Bitten by DeFi's bug

Meanwhile, I decided to stake the money on Stellar. I don't like fiat money, but just in case everything goes to dust, at least I would have some money in the form of a stablecoin. After some time, I staked it to get some rewards.

Then, I was asked about Terra and Anchor UST. At first, I liked it. Over there you can find assets representing shares of some well known business. I won't tell you which ones, as I don't want to risk vomiting after pronouncing every name.

While watching some videos on Odysee, I watched one which was claiming Terra UST could be a ponzi scheme. As I know that my relative was thinking about putting a very big amount there, I run to ask to don¡t do it. Luckily I was able to warn him on time.

Finally, I suggested to put the money on Waves USDT. I was a holder during the previous boom of the Bitcoin and Waves was one of the cryptocurrencies I liked the most. Long time after selling my WAVE tokens, I learned about the way transactions are confirmed -really fast, sometimes even instantly, as Waves blockchain blocks are relayed while they are still being built-.

I staked certain amount of EURN -which had to be bought with USDN- before the weekend. And then, on Monday, BOOM. USDN token lost its peg with USD -right now it is being exchanged for about 0.9 USD, but it has gone to 0.6 USD-.

Again, I warned my relative about it, and luckily I am also being early about it. I don't want anyone to loose money because of an advise given by myself.

While trying to avoid a risk which was unconfirmed, I felt into another one which I could totally had avoided, as some users of a social media platform had already alerted people. One of them even with transactions which seems are a proof about Waves development team increasing Waves price to be able to keep minting more USDN tokens.

I recognize that I fell into the trap. I didn't understand the way Neutrino works -and I am still not being able to- and I shouldn't put a single cent over there.
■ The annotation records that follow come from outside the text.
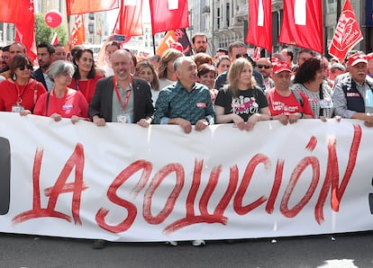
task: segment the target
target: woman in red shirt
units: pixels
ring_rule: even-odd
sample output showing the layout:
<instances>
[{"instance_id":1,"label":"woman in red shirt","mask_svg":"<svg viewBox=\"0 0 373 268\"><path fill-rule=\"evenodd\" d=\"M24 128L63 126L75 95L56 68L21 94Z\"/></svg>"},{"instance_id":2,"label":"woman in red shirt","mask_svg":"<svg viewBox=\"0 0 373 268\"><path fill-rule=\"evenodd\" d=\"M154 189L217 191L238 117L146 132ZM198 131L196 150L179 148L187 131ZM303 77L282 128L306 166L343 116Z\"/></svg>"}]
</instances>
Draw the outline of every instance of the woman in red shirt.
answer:
<instances>
[{"instance_id":1,"label":"woman in red shirt","mask_svg":"<svg viewBox=\"0 0 373 268\"><path fill-rule=\"evenodd\" d=\"M31 78L32 65L22 55L15 56L10 66L11 78L0 83L0 112L31 113L36 101L46 93L41 83Z\"/></svg>"},{"instance_id":2,"label":"woman in red shirt","mask_svg":"<svg viewBox=\"0 0 373 268\"><path fill-rule=\"evenodd\" d=\"M76 70L68 86L80 91L89 103L95 94L97 81L103 78L96 73L93 51L84 48L77 49L73 63Z\"/></svg>"},{"instance_id":3,"label":"woman in red shirt","mask_svg":"<svg viewBox=\"0 0 373 268\"><path fill-rule=\"evenodd\" d=\"M68 87L74 74L74 66L57 60L50 65L47 74L54 82L54 87L40 97L33 113L51 117L56 121L62 118L70 118L73 123L88 120L88 103L85 96L80 91Z\"/></svg>"}]
</instances>

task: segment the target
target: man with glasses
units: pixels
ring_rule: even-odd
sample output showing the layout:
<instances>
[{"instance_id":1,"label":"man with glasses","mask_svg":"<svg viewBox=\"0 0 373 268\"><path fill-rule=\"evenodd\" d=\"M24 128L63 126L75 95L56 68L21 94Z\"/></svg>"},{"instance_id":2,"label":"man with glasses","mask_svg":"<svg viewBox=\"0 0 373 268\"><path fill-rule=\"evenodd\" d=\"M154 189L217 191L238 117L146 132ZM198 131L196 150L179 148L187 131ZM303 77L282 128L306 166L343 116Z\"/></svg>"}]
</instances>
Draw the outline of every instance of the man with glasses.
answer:
<instances>
[{"instance_id":1,"label":"man with glasses","mask_svg":"<svg viewBox=\"0 0 373 268\"><path fill-rule=\"evenodd\" d=\"M47 75L47 70L52 63L52 55L55 51L53 45L49 42L41 42L36 47L39 68L32 73L32 76L41 82L47 91L50 91L54 86L54 83Z\"/></svg>"},{"instance_id":2,"label":"man with glasses","mask_svg":"<svg viewBox=\"0 0 373 268\"><path fill-rule=\"evenodd\" d=\"M268 58L260 58L257 60L255 69L263 76L264 85L266 87L264 93L267 94L269 89L275 86L275 83L270 77L272 73L272 63Z\"/></svg>"},{"instance_id":3,"label":"man with glasses","mask_svg":"<svg viewBox=\"0 0 373 268\"><path fill-rule=\"evenodd\" d=\"M229 44L228 56L231 58L232 63L237 58L243 57L243 58L246 58L250 61L250 63L251 63L253 67L255 67L255 62L249 56L248 49L246 48L245 43L241 41L235 41L235 42ZM228 74L228 71L219 75L219 76L216 78L215 88L217 90L219 90L225 84L227 84L226 83L227 74ZM258 86L259 86L264 91L266 87L264 85L264 79L261 74L258 72L257 70L253 69L252 76L254 76L255 81L257 81Z\"/></svg>"}]
</instances>

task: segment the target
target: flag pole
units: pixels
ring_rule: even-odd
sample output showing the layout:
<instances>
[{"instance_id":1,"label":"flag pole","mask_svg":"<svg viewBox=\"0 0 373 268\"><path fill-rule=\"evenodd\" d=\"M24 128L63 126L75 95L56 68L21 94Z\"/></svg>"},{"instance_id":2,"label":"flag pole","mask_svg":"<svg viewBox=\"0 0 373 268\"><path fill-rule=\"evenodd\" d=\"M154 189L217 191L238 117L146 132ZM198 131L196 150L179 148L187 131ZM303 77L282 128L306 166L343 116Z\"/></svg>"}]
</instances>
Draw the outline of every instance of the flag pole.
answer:
<instances>
[{"instance_id":1,"label":"flag pole","mask_svg":"<svg viewBox=\"0 0 373 268\"><path fill-rule=\"evenodd\" d=\"M156 55L156 49L155 49L155 38L154 35L151 35L151 38L153 39L153 53Z\"/></svg>"}]
</instances>

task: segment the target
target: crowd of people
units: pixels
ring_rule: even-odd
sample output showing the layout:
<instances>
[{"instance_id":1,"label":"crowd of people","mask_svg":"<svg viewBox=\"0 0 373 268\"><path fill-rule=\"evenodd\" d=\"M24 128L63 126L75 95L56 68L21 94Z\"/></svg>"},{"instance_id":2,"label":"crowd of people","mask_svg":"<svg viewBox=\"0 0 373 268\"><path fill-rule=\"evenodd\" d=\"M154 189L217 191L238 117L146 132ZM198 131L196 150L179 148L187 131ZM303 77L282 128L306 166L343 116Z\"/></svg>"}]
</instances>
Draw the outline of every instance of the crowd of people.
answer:
<instances>
[{"instance_id":1,"label":"crowd of people","mask_svg":"<svg viewBox=\"0 0 373 268\"><path fill-rule=\"evenodd\" d=\"M185 56L174 44L160 57L139 60L112 36L95 61L84 46L68 55L63 45L42 42L35 68L24 45L14 42L1 51L0 112L98 127L174 124L186 134L215 123L250 131L259 121L302 119L357 119L373 127L373 53L354 51L339 62L307 49L296 59L284 49L254 60L245 43L234 41L210 56L204 33L193 37L192 49Z\"/></svg>"}]
</instances>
And all of this has made me rethink about the cryptosphere.

Staking of native token is for holders. Everything else is for greedy people

Proof-of-stake distributes tokens to holders. Those tokens are new. And it doesn't matter how many holders are ready to stake. Nodes receive their newly minted tokens and then they distribute them. In Cardano, that process is hard-coded on the blockchain software. On Waves, nodes gets their rewards and then they decide who and how many will get a portion of it.

However, on these platforms which are offering you more than 5% or 10% something obscure is happening for them to be able to give a much higher percentage. Also interesting that the bigger percentage is always for staking stablecoins -or shitcoins also-. They are targeting greedy people and people not really interested in cryptocurrencies.

I just don't understand how they are able to give anything. What they are using my money for? In real world, such a big interest is suspicious, except of banks, where their business model is well known, in the case of deposits and loans.

At the end, I will most likely move my money to increase my current holdings of some proof-of-stake blockchain.